I wanted to generate a residual variable for each of my non-linear equations, so that the equations can effectively be turned off by unfixing the residual. I have a mostly working macro written similarly to the existing JuMP macros, but I find it quite difficult to debug some of the macro hygiene edge cases and am trying to refactor as a macro that simply calls a function.
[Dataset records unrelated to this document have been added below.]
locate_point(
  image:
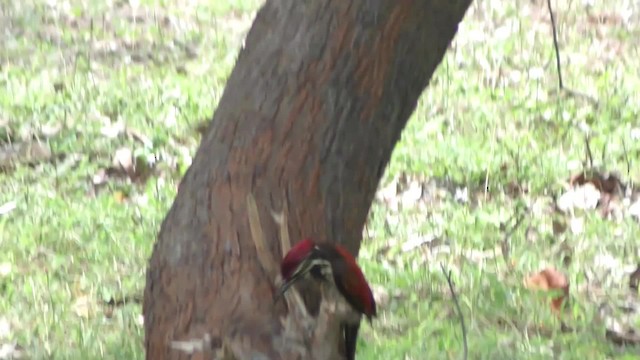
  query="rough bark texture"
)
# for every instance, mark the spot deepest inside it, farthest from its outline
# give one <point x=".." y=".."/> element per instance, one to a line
<point x="310" y="116"/>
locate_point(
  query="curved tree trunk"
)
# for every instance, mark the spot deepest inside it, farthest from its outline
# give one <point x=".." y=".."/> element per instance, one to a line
<point x="308" y="120"/>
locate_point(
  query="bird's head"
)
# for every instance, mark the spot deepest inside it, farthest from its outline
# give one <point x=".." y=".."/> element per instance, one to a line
<point x="328" y="262"/>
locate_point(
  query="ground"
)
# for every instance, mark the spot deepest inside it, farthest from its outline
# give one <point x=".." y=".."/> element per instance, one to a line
<point x="101" y="108"/>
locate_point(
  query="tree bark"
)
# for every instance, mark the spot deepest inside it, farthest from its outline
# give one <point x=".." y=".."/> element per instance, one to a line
<point x="308" y="120"/>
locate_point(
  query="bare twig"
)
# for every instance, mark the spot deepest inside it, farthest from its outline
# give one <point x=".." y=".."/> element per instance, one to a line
<point x="555" y="45"/>
<point x="447" y="274"/>
<point x="589" y="153"/>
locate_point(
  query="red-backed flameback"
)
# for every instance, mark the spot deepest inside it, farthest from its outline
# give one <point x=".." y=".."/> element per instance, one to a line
<point x="337" y="269"/>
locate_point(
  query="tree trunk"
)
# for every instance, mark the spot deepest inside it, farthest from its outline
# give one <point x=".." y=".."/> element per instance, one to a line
<point x="308" y="120"/>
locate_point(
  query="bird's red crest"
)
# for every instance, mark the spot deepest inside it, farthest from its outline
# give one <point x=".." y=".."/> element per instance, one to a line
<point x="295" y="255"/>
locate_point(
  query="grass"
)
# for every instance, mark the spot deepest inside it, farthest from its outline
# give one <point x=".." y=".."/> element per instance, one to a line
<point x="490" y="125"/>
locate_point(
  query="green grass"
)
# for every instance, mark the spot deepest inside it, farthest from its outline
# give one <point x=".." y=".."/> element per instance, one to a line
<point x="490" y="117"/>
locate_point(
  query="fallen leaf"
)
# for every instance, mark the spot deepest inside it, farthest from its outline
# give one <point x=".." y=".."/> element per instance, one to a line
<point x="123" y="160"/>
<point x="120" y="197"/>
<point x="585" y="197"/>
<point x="139" y="136"/>
<point x="634" y="279"/>
<point x="83" y="306"/>
<point x="412" y="194"/>
<point x="5" y="328"/>
<point x="549" y="280"/>
<point x="112" y="130"/>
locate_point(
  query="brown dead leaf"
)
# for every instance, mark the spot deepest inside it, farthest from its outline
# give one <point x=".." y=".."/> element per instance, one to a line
<point x="606" y="183"/>
<point x="139" y="136"/>
<point x="28" y="152"/>
<point x="550" y="279"/>
<point x="123" y="160"/>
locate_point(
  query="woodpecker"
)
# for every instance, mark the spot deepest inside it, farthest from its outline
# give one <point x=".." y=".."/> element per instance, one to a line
<point x="335" y="268"/>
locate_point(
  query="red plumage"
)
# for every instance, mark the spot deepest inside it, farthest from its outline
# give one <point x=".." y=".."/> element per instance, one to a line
<point x="333" y="263"/>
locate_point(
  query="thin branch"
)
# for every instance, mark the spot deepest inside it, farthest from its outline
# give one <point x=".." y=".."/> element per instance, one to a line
<point x="447" y="274"/>
<point x="555" y="45"/>
<point x="589" y="153"/>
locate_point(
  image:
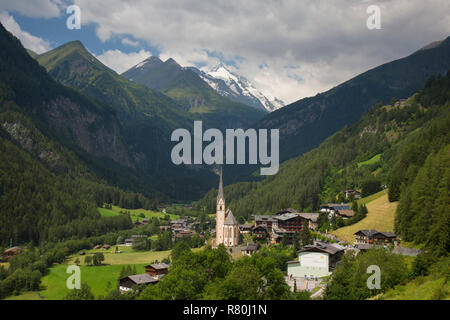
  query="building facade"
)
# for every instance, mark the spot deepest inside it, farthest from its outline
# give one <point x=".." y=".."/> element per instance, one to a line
<point x="227" y="228"/>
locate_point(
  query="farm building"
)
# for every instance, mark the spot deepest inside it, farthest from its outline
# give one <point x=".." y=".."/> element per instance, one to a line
<point x="127" y="283"/>
<point x="11" y="252"/>
<point x="375" y="237"/>
<point x="249" y="249"/>
<point x="260" y="232"/>
<point x="157" y="269"/>
<point x="315" y="261"/>
<point x="356" y="194"/>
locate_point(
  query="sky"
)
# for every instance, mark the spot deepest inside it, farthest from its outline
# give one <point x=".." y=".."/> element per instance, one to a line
<point x="289" y="49"/>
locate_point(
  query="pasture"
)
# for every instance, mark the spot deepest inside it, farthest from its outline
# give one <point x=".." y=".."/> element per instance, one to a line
<point x="380" y="216"/>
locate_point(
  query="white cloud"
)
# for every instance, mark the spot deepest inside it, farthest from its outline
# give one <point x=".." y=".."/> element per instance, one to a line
<point x="120" y="61"/>
<point x="130" y="42"/>
<point x="326" y="41"/>
<point x="29" y="41"/>
<point x="35" y="8"/>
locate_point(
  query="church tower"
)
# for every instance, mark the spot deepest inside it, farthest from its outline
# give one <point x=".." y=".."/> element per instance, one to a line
<point x="227" y="228"/>
<point x="220" y="212"/>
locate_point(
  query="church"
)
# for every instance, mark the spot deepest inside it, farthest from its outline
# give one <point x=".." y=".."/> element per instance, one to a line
<point x="227" y="228"/>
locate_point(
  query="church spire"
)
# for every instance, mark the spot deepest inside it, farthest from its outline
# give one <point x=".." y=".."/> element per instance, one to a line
<point x="220" y="193"/>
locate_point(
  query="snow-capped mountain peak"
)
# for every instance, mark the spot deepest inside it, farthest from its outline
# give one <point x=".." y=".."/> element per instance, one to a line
<point x="238" y="88"/>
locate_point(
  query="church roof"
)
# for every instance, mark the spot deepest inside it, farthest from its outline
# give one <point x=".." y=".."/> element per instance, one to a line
<point x="220" y="193"/>
<point x="230" y="220"/>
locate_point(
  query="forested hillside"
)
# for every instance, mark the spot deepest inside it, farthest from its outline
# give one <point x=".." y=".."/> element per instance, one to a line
<point x="307" y="122"/>
<point x="388" y="146"/>
<point x="52" y="143"/>
<point x="148" y="118"/>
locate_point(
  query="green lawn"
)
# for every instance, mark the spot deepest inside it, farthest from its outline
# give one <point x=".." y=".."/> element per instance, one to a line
<point x="134" y="213"/>
<point x="372" y="160"/>
<point x="128" y="256"/>
<point x="31" y="295"/>
<point x="54" y="284"/>
<point x="422" y="288"/>
<point x="380" y="216"/>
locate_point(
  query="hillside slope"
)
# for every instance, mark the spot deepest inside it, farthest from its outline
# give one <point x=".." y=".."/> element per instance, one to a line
<point x="340" y="162"/>
<point x="194" y="94"/>
<point x="380" y="216"/>
<point x="307" y="122"/>
<point x="148" y="118"/>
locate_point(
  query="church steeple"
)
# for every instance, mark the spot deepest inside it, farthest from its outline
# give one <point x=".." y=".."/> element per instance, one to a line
<point x="220" y="193"/>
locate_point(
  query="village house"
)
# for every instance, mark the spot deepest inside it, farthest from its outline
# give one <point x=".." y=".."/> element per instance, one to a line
<point x="245" y="228"/>
<point x="315" y="261"/>
<point x="375" y="237"/>
<point x="153" y="273"/>
<point x="265" y="221"/>
<point x="356" y="194"/>
<point x="178" y="224"/>
<point x="127" y="283"/>
<point x="312" y="219"/>
<point x="249" y="249"/>
<point x="11" y="252"/>
<point x="345" y="214"/>
<point x="157" y="269"/>
<point x="129" y="242"/>
<point x="332" y="208"/>
<point x="260" y="232"/>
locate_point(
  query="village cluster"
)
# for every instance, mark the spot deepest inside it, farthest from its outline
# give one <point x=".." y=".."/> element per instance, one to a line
<point x="314" y="262"/>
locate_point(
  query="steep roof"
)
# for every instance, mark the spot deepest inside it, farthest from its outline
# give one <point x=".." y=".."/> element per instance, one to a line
<point x="367" y="233"/>
<point x="230" y="220"/>
<point x="142" y="278"/>
<point x="158" y="266"/>
<point x="309" y="216"/>
<point x="220" y="194"/>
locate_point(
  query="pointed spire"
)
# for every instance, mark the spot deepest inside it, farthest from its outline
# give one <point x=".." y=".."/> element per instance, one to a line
<point x="220" y="193"/>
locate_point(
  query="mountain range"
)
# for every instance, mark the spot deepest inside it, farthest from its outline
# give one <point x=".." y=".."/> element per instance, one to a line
<point x="186" y="88"/>
<point x="237" y="88"/>
<point x="307" y="122"/>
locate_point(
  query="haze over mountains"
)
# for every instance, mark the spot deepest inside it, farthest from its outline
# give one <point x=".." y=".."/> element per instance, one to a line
<point x="154" y="97"/>
<point x="307" y="122"/>
<point x="164" y="76"/>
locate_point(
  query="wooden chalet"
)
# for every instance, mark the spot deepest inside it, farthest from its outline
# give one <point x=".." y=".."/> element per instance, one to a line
<point x="355" y="193"/>
<point x="260" y="231"/>
<point x="127" y="283"/>
<point x="157" y="269"/>
<point x="249" y="249"/>
<point x="375" y="237"/>
<point x="344" y="213"/>
<point x="11" y="252"/>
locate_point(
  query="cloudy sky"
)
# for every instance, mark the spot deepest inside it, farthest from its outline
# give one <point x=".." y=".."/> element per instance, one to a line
<point x="288" y="48"/>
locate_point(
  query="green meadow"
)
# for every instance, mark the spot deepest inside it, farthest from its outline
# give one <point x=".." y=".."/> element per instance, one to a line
<point x="135" y="213"/>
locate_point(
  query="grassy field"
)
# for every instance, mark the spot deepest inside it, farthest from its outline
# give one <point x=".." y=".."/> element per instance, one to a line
<point x="372" y="160"/>
<point x="135" y="213"/>
<point x="128" y="256"/>
<point x="372" y="197"/>
<point x="422" y="288"/>
<point x="54" y="284"/>
<point x="31" y="295"/>
<point x="380" y="216"/>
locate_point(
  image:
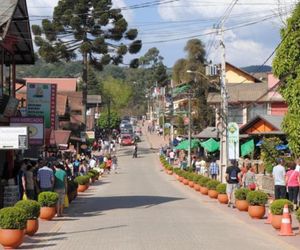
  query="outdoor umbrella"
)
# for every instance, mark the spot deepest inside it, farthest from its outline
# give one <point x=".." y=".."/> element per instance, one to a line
<point x="211" y="145"/>
<point x="185" y="144"/>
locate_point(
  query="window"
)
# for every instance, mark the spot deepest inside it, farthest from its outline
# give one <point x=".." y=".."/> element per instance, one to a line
<point x="235" y="114"/>
<point x="255" y="110"/>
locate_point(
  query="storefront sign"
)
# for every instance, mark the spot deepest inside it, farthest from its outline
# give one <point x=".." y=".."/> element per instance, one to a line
<point x="35" y="128"/>
<point x="13" y="138"/>
<point x="41" y="101"/>
<point x="233" y="141"/>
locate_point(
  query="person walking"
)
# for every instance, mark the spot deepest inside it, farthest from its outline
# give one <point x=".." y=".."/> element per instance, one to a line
<point x="60" y="187"/>
<point x="135" y="151"/>
<point x="213" y="169"/>
<point x="233" y="180"/>
<point x="248" y="178"/>
<point x="279" y="180"/>
<point x="292" y="179"/>
<point x="45" y="177"/>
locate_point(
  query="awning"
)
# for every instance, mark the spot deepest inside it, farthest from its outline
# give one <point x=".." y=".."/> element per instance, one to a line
<point x="247" y="147"/>
<point x="195" y="143"/>
<point x="211" y="145"/>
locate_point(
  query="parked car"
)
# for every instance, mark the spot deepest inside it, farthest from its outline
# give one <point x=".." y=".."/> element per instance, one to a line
<point x="127" y="140"/>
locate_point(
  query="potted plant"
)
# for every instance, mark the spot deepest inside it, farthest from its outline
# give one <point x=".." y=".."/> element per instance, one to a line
<point x="277" y="211"/>
<point x="257" y="201"/>
<point x="203" y="181"/>
<point x="82" y="182"/>
<point x="48" y="202"/>
<point x="195" y="180"/>
<point x="241" y="202"/>
<point x="32" y="209"/>
<point x="12" y="224"/>
<point x="222" y="196"/>
<point x="212" y="186"/>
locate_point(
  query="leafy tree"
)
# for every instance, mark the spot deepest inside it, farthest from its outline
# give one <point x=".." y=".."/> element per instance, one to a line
<point x="89" y="27"/>
<point x="194" y="62"/>
<point x="111" y="121"/>
<point x="286" y="67"/>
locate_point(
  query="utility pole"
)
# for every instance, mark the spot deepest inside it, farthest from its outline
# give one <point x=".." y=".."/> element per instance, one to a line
<point x="189" y="129"/>
<point x="223" y="109"/>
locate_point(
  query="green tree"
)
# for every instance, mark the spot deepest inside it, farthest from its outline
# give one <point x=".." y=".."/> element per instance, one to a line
<point x="286" y="67"/>
<point x="194" y="62"/>
<point x="111" y="121"/>
<point x="88" y="27"/>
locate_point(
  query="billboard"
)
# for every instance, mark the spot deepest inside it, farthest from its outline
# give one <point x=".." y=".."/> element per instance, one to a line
<point x="41" y="101"/>
<point x="35" y="128"/>
<point x="13" y="138"/>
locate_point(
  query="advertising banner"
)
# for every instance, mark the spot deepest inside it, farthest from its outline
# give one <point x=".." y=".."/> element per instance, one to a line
<point x="13" y="138"/>
<point x="35" y="128"/>
<point x="233" y="141"/>
<point x="41" y="101"/>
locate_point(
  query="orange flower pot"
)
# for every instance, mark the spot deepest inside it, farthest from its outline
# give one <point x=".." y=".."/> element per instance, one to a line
<point x="81" y="188"/>
<point x="213" y="194"/>
<point x="204" y="190"/>
<point x="256" y="212"/>
<point x="47" y="213"/>
<point x="191" y="184"/>
<point x="197" y="187"/>
<point x="11" y="238"/>
<point x="223" y="198"/>
<point x="32" y="227"/>
<point x="242" y="205"/>
<point x="276" y="221"/>
<point x="185" y="182"/>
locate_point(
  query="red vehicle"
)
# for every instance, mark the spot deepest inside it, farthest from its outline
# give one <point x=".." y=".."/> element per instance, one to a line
<point x="127" y="140"/>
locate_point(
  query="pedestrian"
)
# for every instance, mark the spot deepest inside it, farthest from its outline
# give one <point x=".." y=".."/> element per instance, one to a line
<point x="114" y="163"/>
<point x="279" y="180"/>
<point x="248" y="178"/>
<point x="213" y="169"/>
<point x="45" y="177"/>
<point x="233" y="180"/>
<point x="134" y="155"/>
<point x="60" y="187"/>
<point x="292" y="179"/>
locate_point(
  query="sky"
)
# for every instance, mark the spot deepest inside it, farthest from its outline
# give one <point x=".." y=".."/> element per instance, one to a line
<point x="251" y="27"/>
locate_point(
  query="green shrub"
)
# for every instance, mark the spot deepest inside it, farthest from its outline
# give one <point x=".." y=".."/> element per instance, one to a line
<point x="278" y="205"/>
<point x="31" y="207"/>
<point x="82" y="180"/>
<point x="12" y="218"/>
<point x="257" y="198"/>
<point x="221" y="188"/>
<point x="203" y="181"/>
<point x="298" y="214"/>
<point x="241" y="193"/>
<point x="212" y="184"/>
<point x="48" y="199"/>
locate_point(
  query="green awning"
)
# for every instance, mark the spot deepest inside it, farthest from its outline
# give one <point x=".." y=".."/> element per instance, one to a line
<point x="247" y="147"/>
<point x="184" y="145"/>
<point x="211" y="145"/>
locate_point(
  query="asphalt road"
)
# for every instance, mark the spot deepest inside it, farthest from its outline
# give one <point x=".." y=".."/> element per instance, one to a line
<point x="143" y="208"/>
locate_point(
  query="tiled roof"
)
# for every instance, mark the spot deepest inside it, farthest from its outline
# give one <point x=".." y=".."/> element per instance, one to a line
<point x="247" y="92"/>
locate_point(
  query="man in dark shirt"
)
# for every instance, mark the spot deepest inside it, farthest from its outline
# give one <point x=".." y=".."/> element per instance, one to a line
<point x="233" y="179"/>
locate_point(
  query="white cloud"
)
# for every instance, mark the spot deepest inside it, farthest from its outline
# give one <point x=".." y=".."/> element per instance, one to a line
<point x="128" y="14"/>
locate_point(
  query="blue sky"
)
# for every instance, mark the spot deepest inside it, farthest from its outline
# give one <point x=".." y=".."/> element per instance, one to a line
<point x="252" y="26"/>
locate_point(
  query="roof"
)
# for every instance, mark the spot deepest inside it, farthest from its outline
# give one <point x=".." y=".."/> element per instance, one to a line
<point x="242" y="93"/>
<point x="63" y="84"/>
<point x="243" y="72"/>
<point x="273" y="120"/>
<point x="15" y="34"/>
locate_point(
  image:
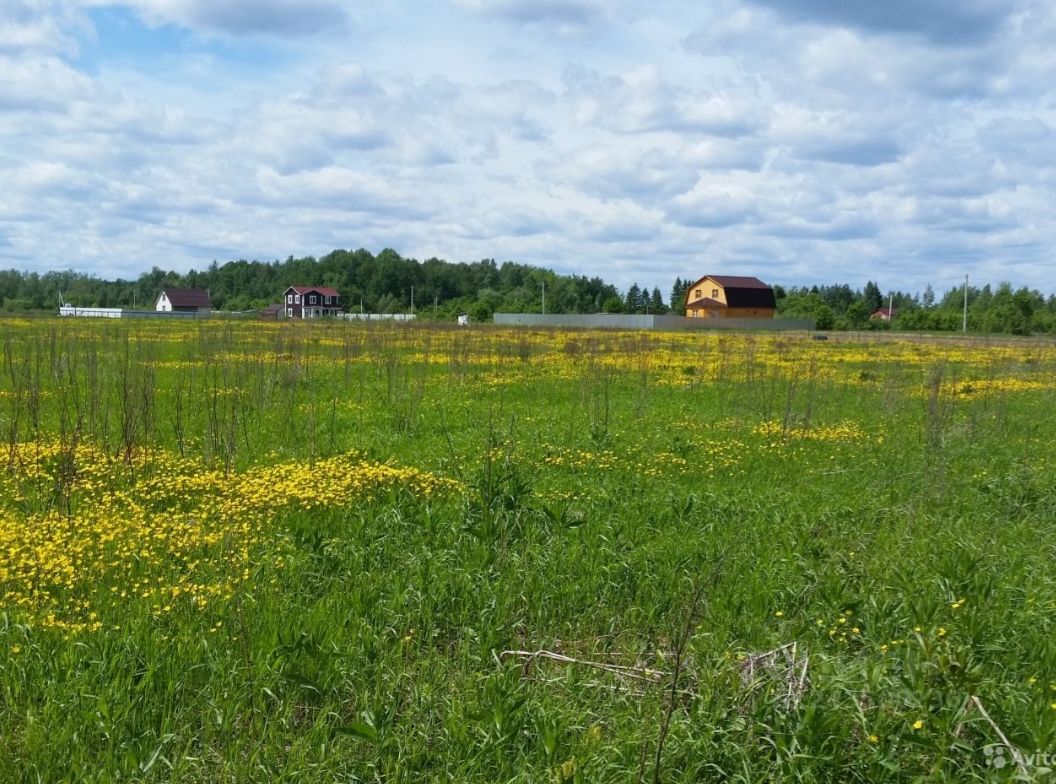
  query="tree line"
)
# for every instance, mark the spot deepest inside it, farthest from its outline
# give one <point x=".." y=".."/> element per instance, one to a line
<point x="990" y="310"/>
<point x="385" y="282"/>
<point x="388" y="282"/>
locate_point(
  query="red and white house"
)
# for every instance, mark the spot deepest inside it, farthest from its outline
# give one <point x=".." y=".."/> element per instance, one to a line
<point x="312" y="302"/>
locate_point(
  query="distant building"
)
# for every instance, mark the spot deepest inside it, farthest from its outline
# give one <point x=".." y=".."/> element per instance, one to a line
<point x="727" y="296"/>
<point x="312" y="302"/>
<point x="184" y="300"/>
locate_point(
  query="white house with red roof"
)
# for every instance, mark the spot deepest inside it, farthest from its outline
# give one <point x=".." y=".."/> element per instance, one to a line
<point x="312" y="302"/>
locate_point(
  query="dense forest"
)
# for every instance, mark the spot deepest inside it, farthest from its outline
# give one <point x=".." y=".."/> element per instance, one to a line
<point x="382" y="283"/>
<point x="388" y="282"/>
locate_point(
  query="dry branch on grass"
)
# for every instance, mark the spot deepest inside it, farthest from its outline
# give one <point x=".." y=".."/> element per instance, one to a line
<point x="783" y="666"/>
<point x="636" y="673"/>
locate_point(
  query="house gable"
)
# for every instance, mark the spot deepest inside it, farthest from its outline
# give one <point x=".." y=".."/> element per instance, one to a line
<point x="732" y="296"/>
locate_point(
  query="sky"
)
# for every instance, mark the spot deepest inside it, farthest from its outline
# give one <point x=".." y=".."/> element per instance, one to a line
<point x="906" y="142"/>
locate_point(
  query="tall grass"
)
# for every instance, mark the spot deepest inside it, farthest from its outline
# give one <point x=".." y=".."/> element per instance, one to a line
<point x="675" y="505"/>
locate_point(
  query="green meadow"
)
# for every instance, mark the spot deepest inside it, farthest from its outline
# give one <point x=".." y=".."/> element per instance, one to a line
<point x="241" y="552"/>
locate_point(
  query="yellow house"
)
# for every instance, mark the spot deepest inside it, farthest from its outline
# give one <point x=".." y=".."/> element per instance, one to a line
<point x="728" y="296"/>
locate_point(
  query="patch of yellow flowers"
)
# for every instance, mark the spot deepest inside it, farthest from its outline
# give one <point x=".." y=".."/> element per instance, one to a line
<point x="81" y="532"/>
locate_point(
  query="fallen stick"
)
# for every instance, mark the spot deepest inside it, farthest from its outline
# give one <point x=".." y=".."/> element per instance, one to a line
<point x="640" y="673"/>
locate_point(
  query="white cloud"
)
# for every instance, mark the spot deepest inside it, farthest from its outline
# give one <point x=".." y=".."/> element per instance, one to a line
<point x="800" y="144"/>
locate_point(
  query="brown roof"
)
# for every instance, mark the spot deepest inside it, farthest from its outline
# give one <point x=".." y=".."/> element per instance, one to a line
<point x="739" y="291"/>
<point x="734" y="281"/>
<point x="704" y="302"/>
<point x="188" y="297"/>
<point x="325" y="291"/>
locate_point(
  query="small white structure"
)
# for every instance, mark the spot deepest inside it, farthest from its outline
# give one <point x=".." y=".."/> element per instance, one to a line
<point x="68" y="310"/>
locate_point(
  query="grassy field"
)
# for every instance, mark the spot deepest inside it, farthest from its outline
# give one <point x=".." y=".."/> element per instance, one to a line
<point x="259" y="552"/>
BUT, a much simpler use case is actually right there in the manual:

julia> N = 10
10

julia> S = [(1, 1, 1), (N, N, N)]
2-element Vector{Tuple{Int64, Int64, Int64}}:
 (1, 1, 1)
 (10, 10, 10)

julia> @time @variable(model, x1[i=1:N, j=1:N, k=1:N; (i, j, k) in S])
  0.203861 seconds (392.22 k allocations: 23.977 MiB, 99.10% compilation time)
JuMP.Containers.SparseAxisArray{VariableRef, 3, Tuple{Int64, Int64, Int64}} with 2 entries:
  [1, 1, 1   ]  =  x1[1,1,1]
  [10, 10, 10]  =  x1[10,10,10]

julia> @time @variable(model, x2[S])
  0.045407 seconds (65.24 k allocations: 3.771 MiB, 99.15% compilation time)
1-dimensional DenseAxisArray{VariableRef,1,...} with index sets:
    Dimension 1, [(1, 1, 1), (10, 10, 10)]
And data, a 2-element Vector{VariableRef}:
 x2[(1, 1, 1)]
 x2[(10, 10, 10)]

Note that the second example while more performant results in a different notation.
E.g. x2 cannot be accessed as x2[1, 1, 1].